Futures Rise As More Weak Chinese Data Prompts More Stimulus Hopes

If there was one thing that the market was demanding after last night’s disappointing March HSBC manufacturing PMI, which has now fallen so low, local market participants are convinced a stimulus is imminent (despite China’s own warnings not to expect this), and sent both the SHCOMP and the CNY surging, it would have been further weak data out of Europe, where the other possible, if not probable, “QE-stimulus” bank is located now that the Fed is in full taper mode. It didn’t get precisely that however there was a step in the right direction when overnight the Euro area Composite Flash PMI eased marginally from 53.3 to 53.2 in March, largely as expected. The country breakdown showed a narrowing of the Germany/France Composite PMI gap owing to a notable (3.7pt) increase in the French PMI while the German PMI eased somewhat (1.4pt). On the basis of past correlations, a Euro area Composite PMI of 53.2 is consistent with GDP growth of around +0.4%qoq, slightly stronger than our Current Activity Indicator (+0.35%qoq).

The breakdown for Eurozone manufacturing is shown in the charts below:

 

So for those wondering why futures are no up and set to fill the gap from Friday’s surprising late day tumble, now you know – more bad news masked with hopes that central banks will come in and fix things and this time it may actually work.

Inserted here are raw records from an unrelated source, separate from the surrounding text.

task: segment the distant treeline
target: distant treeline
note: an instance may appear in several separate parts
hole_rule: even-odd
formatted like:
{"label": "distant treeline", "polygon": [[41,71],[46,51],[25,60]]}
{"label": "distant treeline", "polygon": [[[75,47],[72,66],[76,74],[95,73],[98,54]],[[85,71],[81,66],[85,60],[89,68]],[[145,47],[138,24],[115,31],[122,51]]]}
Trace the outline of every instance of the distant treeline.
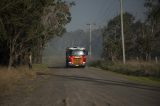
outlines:
{"label": "distant treeline", "polygon": [[[146,20],[135,21],[124,13],[124,37],[127,59],[151,60],[160,56],[160,0],[146,0]],[[120,15],[109,21],[103,31],[103,57],[112,61],[122,59]]]}
{"label": "distant treeline", "polygon": [[74,5],[62,0],[0,2],[0,64],[9,68],[27,64],[29,58],[41,63],[45,44],[65,32]]}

Other weekend headlines were relatively few and far between but there was some focus on French local elections, the ECB, geopolitical tensions in various pockets of the globe and ongoing corporate distress in China. Starting with France the far-right National Front party made significant gains in local elections in what is being spun as a backlash against Francois Hollande’s policies. The National Front party is reportedly ahead in some towns including the northern town of Henin-Beaumont which has historically voted for the left. All in all, the National Front is predicted to win half a dozen towns after next Sunday’s round two run-offs (Reuters). In terms of the ECB, Vice President Vitor Constancio, speaking on Saturday at a Fed-sponsored conference, said that the ECB will not adopt threshold-based rate guidance. Constancio also remarked that markets had mostly missed that the ECB actually strengthened its forward guidance at the March meeting, tying its accommodative stance to the closure of slack in the economy. In Ukraine, NATO’s commander in Europe warned on Sunday that Russian forces just to the east of Ukraine were “very, very sizeable and very, very ready”. This came after pro-Russian forces seized a couple more of the remaining military bases in Crimea held by Ukrainian troops on the weekend. In Asia, there were reports that more Chinese onshorebonds will be suspended from trading after the Chinese corporate reporting season concludes in March-April. Indeed there is talk that some 24 bonds from 19 Chinese domestic issuers are in danger of having their bonds suspended in the near future (IFR).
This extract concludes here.